Bring 1 1/2 quarts of well-salted water to a boil in a medium sized pot.
Reduce the flame. Wet your hands. Roll 1-inch-balls of matzo dough in the palm of your hands loosely. Drop the balls into the simmering salt water one at a time. Lower the heat, cover the pot and let simmer for 30 to 40 minutes.

Meaniwhile, bring chicken stock and sliced carrot to a simmer in a separate pot.* When matzos are done cooking, you can spoon them into the stock.

With a slotted spoon, place 2-3 matzo balls into a serving bowl, and gently ladle the soup over that. Garnish with dill if you like. Eat it up and have then seconds!

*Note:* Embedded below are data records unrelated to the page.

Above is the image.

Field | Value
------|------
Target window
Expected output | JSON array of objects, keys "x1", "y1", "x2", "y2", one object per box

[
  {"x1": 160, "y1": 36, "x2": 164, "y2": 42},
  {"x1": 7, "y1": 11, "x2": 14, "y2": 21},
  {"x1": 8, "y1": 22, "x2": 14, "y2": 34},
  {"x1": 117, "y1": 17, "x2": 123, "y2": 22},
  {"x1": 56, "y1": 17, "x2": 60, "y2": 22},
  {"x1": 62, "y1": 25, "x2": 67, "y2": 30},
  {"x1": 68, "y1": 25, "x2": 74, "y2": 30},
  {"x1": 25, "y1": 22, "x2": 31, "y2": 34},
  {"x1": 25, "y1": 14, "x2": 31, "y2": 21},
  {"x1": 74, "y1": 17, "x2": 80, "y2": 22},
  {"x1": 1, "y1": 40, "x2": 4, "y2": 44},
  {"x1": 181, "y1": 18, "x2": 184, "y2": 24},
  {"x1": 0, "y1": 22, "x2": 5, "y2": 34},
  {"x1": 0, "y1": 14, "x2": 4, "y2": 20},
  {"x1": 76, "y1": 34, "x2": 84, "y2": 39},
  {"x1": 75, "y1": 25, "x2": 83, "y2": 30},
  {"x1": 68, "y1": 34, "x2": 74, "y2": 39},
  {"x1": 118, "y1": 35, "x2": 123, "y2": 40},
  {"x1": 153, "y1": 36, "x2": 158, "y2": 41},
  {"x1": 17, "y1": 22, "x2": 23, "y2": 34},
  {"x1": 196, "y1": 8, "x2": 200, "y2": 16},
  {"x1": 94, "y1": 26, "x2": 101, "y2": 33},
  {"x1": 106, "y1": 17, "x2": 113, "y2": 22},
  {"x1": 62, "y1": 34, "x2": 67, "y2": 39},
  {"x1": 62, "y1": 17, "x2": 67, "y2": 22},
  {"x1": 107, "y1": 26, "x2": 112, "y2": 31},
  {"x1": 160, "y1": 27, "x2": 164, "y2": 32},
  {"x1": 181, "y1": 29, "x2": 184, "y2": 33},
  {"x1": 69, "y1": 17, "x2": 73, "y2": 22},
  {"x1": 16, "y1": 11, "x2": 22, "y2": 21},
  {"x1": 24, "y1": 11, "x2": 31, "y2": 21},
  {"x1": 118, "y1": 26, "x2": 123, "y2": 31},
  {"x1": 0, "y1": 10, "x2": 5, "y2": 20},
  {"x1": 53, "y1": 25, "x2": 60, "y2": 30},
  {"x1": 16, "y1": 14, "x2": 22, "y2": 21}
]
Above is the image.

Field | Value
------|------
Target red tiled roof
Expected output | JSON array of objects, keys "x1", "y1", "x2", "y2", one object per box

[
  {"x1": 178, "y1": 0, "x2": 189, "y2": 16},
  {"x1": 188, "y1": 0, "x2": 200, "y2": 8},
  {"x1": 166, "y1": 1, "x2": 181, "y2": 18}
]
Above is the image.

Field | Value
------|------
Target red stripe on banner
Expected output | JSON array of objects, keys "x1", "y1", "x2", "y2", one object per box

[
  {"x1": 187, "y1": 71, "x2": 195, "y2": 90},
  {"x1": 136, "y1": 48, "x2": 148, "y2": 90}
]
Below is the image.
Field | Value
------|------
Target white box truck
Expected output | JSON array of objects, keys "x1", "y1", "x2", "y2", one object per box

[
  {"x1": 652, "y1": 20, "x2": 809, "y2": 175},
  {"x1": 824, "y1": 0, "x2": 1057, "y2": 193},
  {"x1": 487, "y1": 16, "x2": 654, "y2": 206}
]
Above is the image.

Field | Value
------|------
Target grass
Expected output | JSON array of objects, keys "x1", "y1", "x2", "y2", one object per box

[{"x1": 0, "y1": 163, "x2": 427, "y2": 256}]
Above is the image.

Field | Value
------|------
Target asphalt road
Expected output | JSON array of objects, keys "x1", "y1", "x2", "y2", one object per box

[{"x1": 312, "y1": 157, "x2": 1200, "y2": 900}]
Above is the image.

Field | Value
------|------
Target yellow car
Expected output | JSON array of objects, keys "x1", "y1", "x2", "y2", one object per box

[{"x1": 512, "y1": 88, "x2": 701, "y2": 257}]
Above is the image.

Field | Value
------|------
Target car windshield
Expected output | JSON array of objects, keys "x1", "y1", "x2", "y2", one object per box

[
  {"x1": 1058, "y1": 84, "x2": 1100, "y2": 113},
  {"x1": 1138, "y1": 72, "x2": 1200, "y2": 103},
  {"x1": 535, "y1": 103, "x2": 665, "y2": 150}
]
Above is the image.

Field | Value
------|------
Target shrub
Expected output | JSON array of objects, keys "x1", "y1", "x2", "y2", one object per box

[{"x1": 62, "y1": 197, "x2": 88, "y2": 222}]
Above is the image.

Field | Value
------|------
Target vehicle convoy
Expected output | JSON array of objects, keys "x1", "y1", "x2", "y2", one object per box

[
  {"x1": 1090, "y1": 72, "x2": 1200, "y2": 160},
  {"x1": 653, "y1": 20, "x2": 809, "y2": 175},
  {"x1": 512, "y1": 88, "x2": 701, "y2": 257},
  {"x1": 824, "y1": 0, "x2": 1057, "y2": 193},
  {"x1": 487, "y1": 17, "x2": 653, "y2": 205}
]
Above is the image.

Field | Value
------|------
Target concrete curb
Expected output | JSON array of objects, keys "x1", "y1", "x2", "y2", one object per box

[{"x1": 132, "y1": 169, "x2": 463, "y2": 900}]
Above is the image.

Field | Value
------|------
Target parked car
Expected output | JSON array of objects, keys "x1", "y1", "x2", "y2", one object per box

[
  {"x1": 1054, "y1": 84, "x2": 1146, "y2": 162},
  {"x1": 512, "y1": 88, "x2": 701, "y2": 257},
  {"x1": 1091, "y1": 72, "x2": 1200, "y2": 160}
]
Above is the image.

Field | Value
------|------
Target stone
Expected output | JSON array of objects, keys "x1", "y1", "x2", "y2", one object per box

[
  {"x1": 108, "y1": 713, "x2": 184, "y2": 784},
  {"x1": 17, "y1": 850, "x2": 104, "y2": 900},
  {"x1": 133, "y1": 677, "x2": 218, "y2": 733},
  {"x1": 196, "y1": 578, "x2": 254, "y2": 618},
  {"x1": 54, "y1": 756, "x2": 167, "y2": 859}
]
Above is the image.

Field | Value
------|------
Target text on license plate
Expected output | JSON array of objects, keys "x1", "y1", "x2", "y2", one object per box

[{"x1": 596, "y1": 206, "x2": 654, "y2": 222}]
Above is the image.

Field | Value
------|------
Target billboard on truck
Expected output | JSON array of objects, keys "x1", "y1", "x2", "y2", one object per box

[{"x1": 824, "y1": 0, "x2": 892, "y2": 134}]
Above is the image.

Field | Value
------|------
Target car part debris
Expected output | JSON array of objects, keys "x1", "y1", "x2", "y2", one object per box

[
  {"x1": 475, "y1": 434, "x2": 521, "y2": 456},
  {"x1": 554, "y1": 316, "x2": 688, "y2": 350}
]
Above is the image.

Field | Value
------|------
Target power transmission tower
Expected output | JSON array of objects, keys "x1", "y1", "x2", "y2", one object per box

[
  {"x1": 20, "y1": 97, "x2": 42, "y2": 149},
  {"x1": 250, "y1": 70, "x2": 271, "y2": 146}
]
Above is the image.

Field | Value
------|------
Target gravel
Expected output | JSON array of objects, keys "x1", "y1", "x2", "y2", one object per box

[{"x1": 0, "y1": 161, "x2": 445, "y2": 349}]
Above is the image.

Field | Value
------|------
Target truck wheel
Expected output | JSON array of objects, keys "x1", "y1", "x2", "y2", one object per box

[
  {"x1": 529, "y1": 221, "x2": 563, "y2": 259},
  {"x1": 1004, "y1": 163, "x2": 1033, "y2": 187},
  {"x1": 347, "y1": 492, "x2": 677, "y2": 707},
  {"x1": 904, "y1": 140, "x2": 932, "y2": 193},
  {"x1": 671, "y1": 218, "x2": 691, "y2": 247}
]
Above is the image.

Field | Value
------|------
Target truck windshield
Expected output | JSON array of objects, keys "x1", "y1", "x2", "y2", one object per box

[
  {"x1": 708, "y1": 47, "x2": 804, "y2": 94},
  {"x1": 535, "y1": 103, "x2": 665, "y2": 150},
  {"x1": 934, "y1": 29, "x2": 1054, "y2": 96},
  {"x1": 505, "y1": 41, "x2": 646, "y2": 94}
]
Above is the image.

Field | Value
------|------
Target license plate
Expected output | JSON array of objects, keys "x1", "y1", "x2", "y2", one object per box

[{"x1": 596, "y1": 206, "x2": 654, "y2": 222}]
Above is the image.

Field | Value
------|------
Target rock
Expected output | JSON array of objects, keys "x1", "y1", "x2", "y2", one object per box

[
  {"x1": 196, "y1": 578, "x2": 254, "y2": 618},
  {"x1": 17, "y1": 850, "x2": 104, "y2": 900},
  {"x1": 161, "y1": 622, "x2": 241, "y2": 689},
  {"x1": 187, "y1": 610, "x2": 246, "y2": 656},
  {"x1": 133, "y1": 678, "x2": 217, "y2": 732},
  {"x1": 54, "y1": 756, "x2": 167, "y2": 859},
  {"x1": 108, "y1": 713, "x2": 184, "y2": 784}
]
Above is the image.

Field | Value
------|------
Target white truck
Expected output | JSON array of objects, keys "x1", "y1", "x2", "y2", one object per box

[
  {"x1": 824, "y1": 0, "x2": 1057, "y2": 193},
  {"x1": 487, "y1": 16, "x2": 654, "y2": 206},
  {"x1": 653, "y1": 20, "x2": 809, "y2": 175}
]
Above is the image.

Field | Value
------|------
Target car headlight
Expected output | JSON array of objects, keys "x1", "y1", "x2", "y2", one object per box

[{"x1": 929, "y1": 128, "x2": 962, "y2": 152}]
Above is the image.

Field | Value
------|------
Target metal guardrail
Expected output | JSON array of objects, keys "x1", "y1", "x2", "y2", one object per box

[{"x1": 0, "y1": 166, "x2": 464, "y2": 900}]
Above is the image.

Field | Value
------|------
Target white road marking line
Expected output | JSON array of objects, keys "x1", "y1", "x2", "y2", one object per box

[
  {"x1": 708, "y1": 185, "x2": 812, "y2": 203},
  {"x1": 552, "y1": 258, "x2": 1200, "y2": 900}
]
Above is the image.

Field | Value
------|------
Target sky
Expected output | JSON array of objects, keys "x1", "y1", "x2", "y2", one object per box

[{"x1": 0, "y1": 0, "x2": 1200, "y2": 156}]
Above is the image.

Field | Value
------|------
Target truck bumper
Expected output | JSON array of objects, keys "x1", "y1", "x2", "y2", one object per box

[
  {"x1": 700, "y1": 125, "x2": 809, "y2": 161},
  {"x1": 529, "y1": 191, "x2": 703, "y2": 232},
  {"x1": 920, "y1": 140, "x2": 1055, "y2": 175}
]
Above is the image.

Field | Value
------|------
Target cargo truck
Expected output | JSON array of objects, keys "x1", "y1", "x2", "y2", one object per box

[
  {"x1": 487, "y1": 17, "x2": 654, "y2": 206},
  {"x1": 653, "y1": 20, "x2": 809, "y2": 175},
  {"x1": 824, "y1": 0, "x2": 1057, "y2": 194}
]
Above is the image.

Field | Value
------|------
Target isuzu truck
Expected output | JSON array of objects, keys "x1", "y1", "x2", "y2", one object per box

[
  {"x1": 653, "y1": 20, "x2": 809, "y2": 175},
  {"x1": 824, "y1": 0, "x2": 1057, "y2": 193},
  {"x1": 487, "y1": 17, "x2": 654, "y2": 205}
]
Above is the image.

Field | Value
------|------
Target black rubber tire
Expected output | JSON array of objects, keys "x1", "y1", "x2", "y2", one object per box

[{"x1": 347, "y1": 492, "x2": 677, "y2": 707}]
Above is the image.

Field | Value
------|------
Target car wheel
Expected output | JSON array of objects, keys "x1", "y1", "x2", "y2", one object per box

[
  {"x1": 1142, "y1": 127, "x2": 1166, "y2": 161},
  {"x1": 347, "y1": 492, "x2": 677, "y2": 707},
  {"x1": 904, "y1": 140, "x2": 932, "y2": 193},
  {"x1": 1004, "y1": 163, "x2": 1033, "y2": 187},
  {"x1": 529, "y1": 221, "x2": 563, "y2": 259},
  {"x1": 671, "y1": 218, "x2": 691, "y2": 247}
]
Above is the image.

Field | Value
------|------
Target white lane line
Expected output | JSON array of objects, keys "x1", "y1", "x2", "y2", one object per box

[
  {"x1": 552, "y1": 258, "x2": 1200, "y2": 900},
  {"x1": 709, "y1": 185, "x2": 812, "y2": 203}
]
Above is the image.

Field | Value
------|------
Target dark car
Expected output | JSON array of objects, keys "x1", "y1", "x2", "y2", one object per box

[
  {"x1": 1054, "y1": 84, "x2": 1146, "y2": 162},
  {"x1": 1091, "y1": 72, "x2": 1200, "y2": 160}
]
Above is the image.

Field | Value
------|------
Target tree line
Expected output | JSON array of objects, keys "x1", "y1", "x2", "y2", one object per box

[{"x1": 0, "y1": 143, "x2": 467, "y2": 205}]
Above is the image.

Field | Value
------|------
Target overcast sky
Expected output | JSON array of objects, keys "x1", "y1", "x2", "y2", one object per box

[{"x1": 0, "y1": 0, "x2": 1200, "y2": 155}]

*If you are fighting a cold or flu, throw in 2-3 whole, peeled garlic cloves along with the carrot slices. Feel free to eat the garlic cloves if you are particularly brave or particularly sick, or if you are a garlic lover like my husband. 

Chicken Stock

3 1/2 to 4 1/2 pounds chicken necks, backs and wings
3 celery ribs, cut into big chunks
3 carrots, scrubbed and cut into big chunks
2 parsnips, scrubbed and cut into big chunks
2 onions, unpeeled and quartered
1 head garlic, cut horizontally in half
1 bay leaf
1 tablespoon black peppercorns
1 tablespoon Kosher salt
4 quarts cold water

Bring all ingredients to a boil in a large soup pot. Skim the top of any foam. Once it comes to a boil, reduce heat to low, cover, and allow to simmer peacefully for 2-3 hours.

Pour stock through a pasta strainer into a large bowl. Allow to cool, and fill quart-sized freezer bags and freeze for up to 6 months, or store the stock in the fridge for 3 or 4 days.